Ngomong-ngomong, Sekar kerap kali berbasis diksi-diksi kepuritan, "Kalau tak cantik, akui sajalah!" ucapnya. Sebagai latar belakang, perlulah menambatkan perhatian kepada Sekar, sebagai tokoh yang tidak berparas cantik—mohon maaf, sama sekali bukan ejekan, ini mengutip dari Sekar sendiri: "Aku memang tidak cantik, tetapi bukanlah tentu aku jelek, di mana moderat-moderat itu?!" begitulah ucapnya sedari dulu.
Kalau saja ada yang menyebutnya jelek, Sekar hanya akan menanggapi dengan, "Ya… begitulah, tidak semua hal dapat diraih." Santai sekali perempuan itu. Sikapnya tidak masa bodo; tak acuh secukupnya; responsif sekadarnya; dan lebih dari itu, seyogianya Sekar, tabiatnya itu yang seperti di pantai—santai tanpa lebay.
Sekar merupakan mahasiswi tingkat tiga. Walau jiwanya itu veteran tingkat seratus. Sekar sama sekali tidak keberatan ketika dijadikan objek candaan oleh satu angkatannya berkenaan dengan massa tubuhnya itu. Menurutnya, panggilan tersebut hanyalah penyampaian fakta: “Memang aku ini gemuk, mengapa perlu ditutup-tutupi melalui perasaan tak enak hati!” Dengan itu semua, Sekar melanjutkan hidup dengan biasa-biasa saja.
Karena memikul diksi kepuritan, Sekar tidak merisaukan konotasi yang merebak pada setiap penggunaan kata. Misalnya, dewasa ini, penggunaan kata 'miskin' menjadi amat dihindari, lantas mulailah diromantisisasi menjadi 'prasejahtera'. Sekar berpendapat, kalau kenyataan perlu didekap dan dibicarakan terbuka jika ingin berdamai dengan keadaan. Oleh sebab itu, menurut Sekar, perempuan yang telah menerima keadaan dirinya yang tidak unggul dalam dimensi cantik (bukan berarti jelek!), perlulah kiranya untuk mengembangkan hal lain yang masih dapat dipoles.
*
Jiran merupakan delima ranum yang diperebutkan lelaki, melalui parasnya. Oleh karena itu, perempuan yang—oleh Sekar—dikultuskan sebagai anak kandung KBBI tersebut, memiliki cukup banyak penggemar maya. Selain itu, dapatlah dikatakan kalau Jiran adalah pencinta bahasa Indonesia poros ekstrem.
Kalau Gedung Koentjaraningrat minggu depan beraroma oranye, lain di hari ini yang pelatarannya cukup pekat. Namun, apa pun warna yang ditampilkan pada bangunan kampus itu, mereka berdua tetap nongkrong seperti biasanya.

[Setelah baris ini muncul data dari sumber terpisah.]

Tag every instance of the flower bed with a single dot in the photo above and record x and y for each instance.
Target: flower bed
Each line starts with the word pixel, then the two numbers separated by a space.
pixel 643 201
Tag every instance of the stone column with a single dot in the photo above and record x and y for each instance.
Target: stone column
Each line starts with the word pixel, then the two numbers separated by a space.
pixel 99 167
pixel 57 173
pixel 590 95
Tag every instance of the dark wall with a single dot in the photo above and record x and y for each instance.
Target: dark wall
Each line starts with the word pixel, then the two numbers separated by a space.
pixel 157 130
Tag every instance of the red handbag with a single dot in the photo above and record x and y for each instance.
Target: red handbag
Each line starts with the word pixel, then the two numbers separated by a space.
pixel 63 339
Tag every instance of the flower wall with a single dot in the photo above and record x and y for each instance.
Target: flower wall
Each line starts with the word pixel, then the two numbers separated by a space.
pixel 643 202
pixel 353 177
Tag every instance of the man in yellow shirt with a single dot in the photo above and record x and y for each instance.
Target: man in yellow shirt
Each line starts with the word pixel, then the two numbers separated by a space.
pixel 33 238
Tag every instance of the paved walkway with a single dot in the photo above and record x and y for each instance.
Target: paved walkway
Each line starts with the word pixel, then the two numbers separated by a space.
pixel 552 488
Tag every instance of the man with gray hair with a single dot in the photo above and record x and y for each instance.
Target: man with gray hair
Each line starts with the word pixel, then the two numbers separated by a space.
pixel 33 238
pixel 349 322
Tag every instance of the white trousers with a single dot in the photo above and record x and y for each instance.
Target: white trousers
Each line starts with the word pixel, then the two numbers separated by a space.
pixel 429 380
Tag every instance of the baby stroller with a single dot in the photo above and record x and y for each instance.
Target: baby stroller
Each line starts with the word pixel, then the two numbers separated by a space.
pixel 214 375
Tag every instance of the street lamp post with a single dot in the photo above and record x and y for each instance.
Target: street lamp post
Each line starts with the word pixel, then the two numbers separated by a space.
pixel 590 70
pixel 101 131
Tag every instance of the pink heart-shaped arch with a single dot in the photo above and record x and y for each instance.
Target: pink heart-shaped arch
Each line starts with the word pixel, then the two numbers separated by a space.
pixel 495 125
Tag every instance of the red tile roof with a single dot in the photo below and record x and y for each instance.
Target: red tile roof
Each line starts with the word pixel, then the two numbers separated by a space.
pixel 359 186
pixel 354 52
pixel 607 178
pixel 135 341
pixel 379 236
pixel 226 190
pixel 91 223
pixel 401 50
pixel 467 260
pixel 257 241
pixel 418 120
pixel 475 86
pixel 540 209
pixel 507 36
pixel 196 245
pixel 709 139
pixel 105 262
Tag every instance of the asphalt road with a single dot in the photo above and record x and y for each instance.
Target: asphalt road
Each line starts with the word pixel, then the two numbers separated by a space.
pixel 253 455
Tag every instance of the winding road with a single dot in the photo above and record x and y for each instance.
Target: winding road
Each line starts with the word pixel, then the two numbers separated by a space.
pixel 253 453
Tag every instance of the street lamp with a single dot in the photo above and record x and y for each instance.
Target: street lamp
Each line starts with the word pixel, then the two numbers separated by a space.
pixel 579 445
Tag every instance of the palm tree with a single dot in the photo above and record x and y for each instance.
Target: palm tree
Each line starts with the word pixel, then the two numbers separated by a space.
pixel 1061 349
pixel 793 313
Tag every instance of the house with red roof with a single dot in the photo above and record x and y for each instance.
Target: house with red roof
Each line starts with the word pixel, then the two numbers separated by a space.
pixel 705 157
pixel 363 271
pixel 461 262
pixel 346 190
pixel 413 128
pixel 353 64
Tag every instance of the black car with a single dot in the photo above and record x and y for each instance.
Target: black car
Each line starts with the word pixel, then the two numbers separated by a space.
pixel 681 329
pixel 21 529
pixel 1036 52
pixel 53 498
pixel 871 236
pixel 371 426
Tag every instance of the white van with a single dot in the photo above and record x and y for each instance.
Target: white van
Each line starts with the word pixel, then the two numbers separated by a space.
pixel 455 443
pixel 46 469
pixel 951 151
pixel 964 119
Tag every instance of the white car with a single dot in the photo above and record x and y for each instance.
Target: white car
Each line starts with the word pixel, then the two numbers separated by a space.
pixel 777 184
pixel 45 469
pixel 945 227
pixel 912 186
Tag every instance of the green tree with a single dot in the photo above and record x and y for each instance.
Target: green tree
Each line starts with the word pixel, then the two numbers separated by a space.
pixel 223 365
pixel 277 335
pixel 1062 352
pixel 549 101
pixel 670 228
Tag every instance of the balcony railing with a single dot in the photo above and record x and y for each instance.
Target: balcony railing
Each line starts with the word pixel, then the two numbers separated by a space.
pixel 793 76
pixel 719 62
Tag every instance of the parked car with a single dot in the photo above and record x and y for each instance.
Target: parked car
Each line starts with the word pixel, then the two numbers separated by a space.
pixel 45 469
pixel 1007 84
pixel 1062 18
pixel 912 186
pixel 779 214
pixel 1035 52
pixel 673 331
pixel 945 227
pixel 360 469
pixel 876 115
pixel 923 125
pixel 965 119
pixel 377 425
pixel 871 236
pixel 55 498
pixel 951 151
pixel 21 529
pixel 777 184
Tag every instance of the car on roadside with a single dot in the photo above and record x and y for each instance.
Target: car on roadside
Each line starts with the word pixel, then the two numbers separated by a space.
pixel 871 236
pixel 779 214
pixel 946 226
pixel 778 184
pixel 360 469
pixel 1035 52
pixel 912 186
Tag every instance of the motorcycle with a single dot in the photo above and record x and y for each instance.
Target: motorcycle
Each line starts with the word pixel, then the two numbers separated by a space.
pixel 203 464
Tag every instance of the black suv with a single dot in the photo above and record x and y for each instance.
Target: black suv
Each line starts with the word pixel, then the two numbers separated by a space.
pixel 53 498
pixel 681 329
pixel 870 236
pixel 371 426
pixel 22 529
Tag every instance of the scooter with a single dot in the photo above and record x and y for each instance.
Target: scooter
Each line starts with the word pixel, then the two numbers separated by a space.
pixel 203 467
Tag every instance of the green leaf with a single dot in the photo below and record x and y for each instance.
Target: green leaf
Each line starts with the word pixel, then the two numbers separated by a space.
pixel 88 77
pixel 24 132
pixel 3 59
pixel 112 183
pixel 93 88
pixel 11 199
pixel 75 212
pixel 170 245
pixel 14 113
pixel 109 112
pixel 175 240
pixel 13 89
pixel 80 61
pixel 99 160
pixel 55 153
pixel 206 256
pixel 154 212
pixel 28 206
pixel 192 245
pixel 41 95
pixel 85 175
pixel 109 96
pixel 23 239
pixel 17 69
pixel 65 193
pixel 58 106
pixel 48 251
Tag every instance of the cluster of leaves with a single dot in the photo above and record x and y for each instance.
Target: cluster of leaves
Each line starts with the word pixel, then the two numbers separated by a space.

Sebelum berucap, Sekar melongo dengan gemilang ketika dilihatnya media sosial milik Jiran, “Banyak sekali followers-nya!”
“Pengikut!” pungkas Jiran. “Baiklah!”
Lantas, Jiran mengambil beberapa swafoto dan berjeda sebentar untuk memastikan wajahnya. Selagi memperhatikan gerak-gerik sahabatnya itu, Sekar mengambil ancang-ancang lalu berucap, “Kalau kamu ingin bertanya apakah pipimu bulat, atau alismu menghilang, mending kuhardik saja agar lebih pantas, ketimbang menulis itu sebagai caption!”
“Takarir!” pungkas Jiran mencoba membetulkan.
“Hah?!”
“Pengganti kata ‘caption’!”
“Luar biasa!!”
Selama bertahun-tahun berkawan baik, Jiran tahu pasti bahwa Sekar adalah perempuan yang telah mempan terhadap komentar fisik. Ketika semua perempuan mengatakan tentang inner beauty, yang kemudian akan dikoreksi oleh Jiran menjadi, “Kecantikan dari dalam!” Namun, Sekar takkan berkoar perihal kecantikan yang dari dalam. Perempuan itu, tak pernah
setuju kalau ada kecantikan dari dalam. Menurut otaknya itu, ada dimensi yang berbeda di antara baik hati dan cantik. Beginilah kalau jadi orang puritan.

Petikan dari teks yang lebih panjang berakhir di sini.